Published
Had a horribly night a few days ago:
My only patient:
Came on shift at 7pm, got a pt who just arrived 30 min ago s/p a triple-jump cabg, 80 y/o male (ugh). A day prior had a cardiac cath; interventional cardiologist was unable to cross the lesions despite multiple attempts and even partially perf'd his LAD. Was on Reopro prior to surgery. H/x of HTN, CAD, DM.
Went to surgery, had a long pump run, massive bleeding in OR, multiple blood products/fluid, difficult to separate from bypass per OR team, required an IABP and high dose drips.
Unstable on arrival to my unit, bp 70-80's, filling pressure low per the Swan, AV paced rate 90 with the epicardial wires, IABP 1:1, gtts= Epi, NTG, Insulin, Dopamine, Milrinone, propofol.

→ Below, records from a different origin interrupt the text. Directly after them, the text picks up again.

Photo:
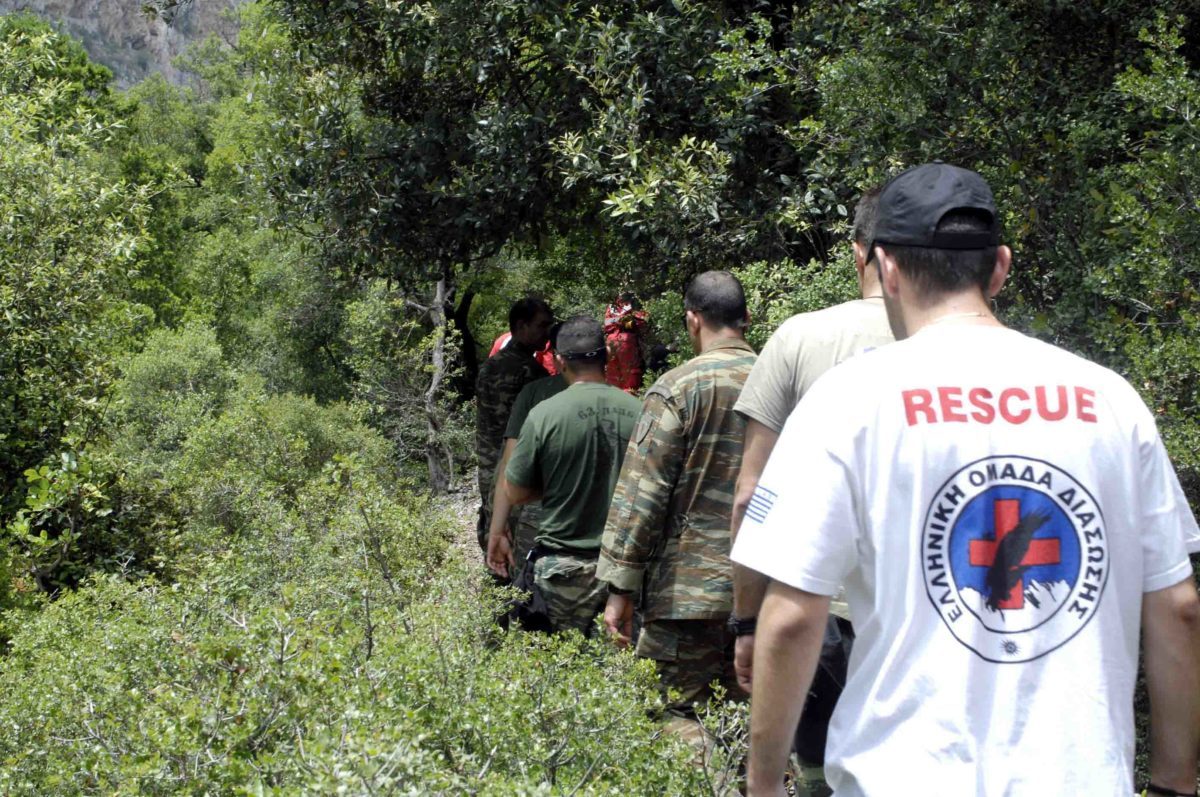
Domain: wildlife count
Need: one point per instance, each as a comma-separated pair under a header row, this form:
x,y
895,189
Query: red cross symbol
x,y
983,552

Mediastinal output on arrival ~ 500 cc's. Left pleural chest tube found to be "out" on arrival to ICU (apparently wasnt sutured in good enough lol ). OR team/anesthesia pushing their syringes of Neo, Vaso, calcium, & hanging 500 ml albumin and their last remaining blood products that they took with them.....get his pressure up to a modest 90's and then run for the hills. Attending MD @ the bedside, nods, gives me a pat on the back, smiles, takes off too. I'm left alone with the resp therapist and the CV Fellow, and a few of my nurses.
Over the next few hours, bp 60's - 80's, about 200-400 cc's q 1/2 hr out the mediastinal. Fellow making multiple attempts to reinsert the left PCT, finally gets it in. 600 cc's out right away. Hanging blood and albumin like its going out of style. Dont have time to chart anything I'm doing. Started Levo and Vaso. BP ranging from 60-200 systolic, all over the map. The Fellow barking orders and cursing at me and the charge nurse; titrating all of the drips q 3-5 min. I kept on telling the Fellow that making such drastic changes so frequently is just going to put us in a neverending cycle, and that we NEED TO GO BACK TO OR. But no. I'm running RBC's, platelets, cryo, pushing novoseven. BP down to 50's-60's, now pressure bagging fluid and blood along with running fluid/blood thru the rapid infuser. Cant keep up with the pt's demand. Vent on +10 peep. Changing out all the pleur-evacs, already filled up, only been a few hours since arrival. Fellow calls the attending, trying to get the pt to back to OR. The attending says no, keep doing what we're doing!!!! I can't believe it!!! Family outside the unit, getting more freaked out by the minute (as they should). Charge nurse pulls in another nurse to make my patient 2:1. Then the pt's BP drops to the 30's, then lose the Aline waveform, barely any palpable pulse, push an amp of Epi, get a pressure back again.
This goes on an on till 1 AM. Relentless cycle of dialing up the drips, giving blood, dialing the down the drips, and giving more blood. Still no one wants to take this dude back to OR. I'm ready to scream. Then, magically, my hemodynamics "stabilizes" at a grand total (6 hr point) of: 20 units RBCs, 8 platelets, 6 FFP, 6 cryo, 4 novoseven's; NS ~ 3000 cc's; Albumin ~ 4000 cc's. Epi @ 0.17 mcg/kg/min, Levo @ 0.2 mcg/kg/min, Vaso 0.03 units/min, NTG off, Milrinone 0.3 mcg/kg/min. CT output ~ 5 liters total, draining ~50 cc's/hr now. Electrolytes and calcium are in the toilet. Pt is 3rd spaced beyond belief. Lungs are soaking wet. Urine output total ~ 200 cc's. Havent had a chance to even do a focused head->toe assessment till now.
.....this pt should have gone back to surgery the minute he rolled into the unit. Just my humble opinion.
SusanKathleen, RN
366 Posts
Dear jbp0529,
You are my hero! I loved reading this thread. Thanks for posting -very educational and very inspiring. I have great respect for everything you did. Well done.